What steps should I take to resolve the above error? Your help will be greatly appreciated.
I am currently working on integrating with minIO within a Pyspark Script node.
The above error “Deprecated in 3.0.0. Use SparkSession.builder.getOrCreate() instead” was fixed by modifying the “org.knime.bigdata.spark.local_4.7.0.v” folder inside KNIME, but I got the following error.
Traceback (most recent call last):
File “C:\Users\JaeHwan\AppData\Local\Temp\pythonScript_87ffb01b_cd3f_4c05_bf09_a803072190c3585250129945783620.py”, line 79, in
df = spark.read.csv(‘s3a://my_bucket/test.csv’, header=True)
File “C:\Users\JaeHwan.eclipse\903338280_win32_win32_x86_64\plugins\org.knime.bigdata.spark.local_4.7.0.v202211082334\libs\pyspark.zip\pyspark\sql\readwriter.py”, line 410, in csv
File “C:\Users\JaeHwan.eclipse\903338280_win32_win32_x86_64\plugins\org.knime.bigdata.spark.local_4.7.0.v202211082334\libs\py4j-0.10.9.3-src.zip\py4j\java_gateway.py”, line 1321, in call
File “C:\Users\JaeHwan.eclipse\903338280_win32_win32_x86_64\plugins\org.knime.bigdata.spark.local_4.7.0.v202211082334\libs\pyspark.zip\pyspark\sql\utils.py”, line 111, in deco
File “C:\Users\JaeHwan.eclipse\903338280_win32_win32_x86_64\plugins\org.knime.bigdata.spark.local_4.7.0.v202211082334\libs\py4j-0.10.9.3-src.zip\py4j\protocol.py”, line 326, in get_return_value
py4j.protocol.Py4JJavaError: An error occurred while calling o56.csv.

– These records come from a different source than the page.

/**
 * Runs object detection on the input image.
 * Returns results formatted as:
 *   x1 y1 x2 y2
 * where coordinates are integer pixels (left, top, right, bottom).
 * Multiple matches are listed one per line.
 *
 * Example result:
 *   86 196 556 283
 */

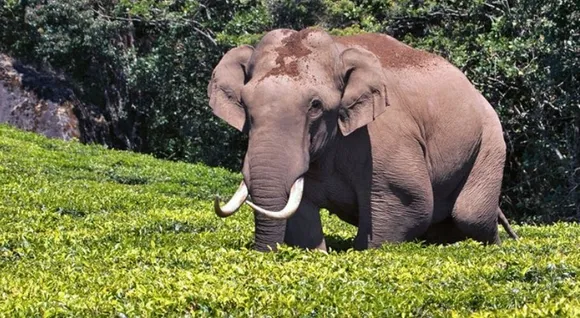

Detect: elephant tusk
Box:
246 178 304 220
213 181 248 218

: java.lang.NoSuchMethodError: com.amazonaws.services.s3.transfer.TransferManager.(Lcom/amazonaws/services/s3/AmazonS3;Ljava/util/concurrent/ThreadPoolExecutor;)V
Crucially, when I run the same code through the Pyspark module in the Jupyter notebook, it successfully connects to minIO, but when I import it into the Pyspark Script in KNIME, I still get the error.
In addition, you said that you can specify the Spark configuration in the Advanced tab of the Create Local Big Data Environment Node dialog box, but I set it as shown below.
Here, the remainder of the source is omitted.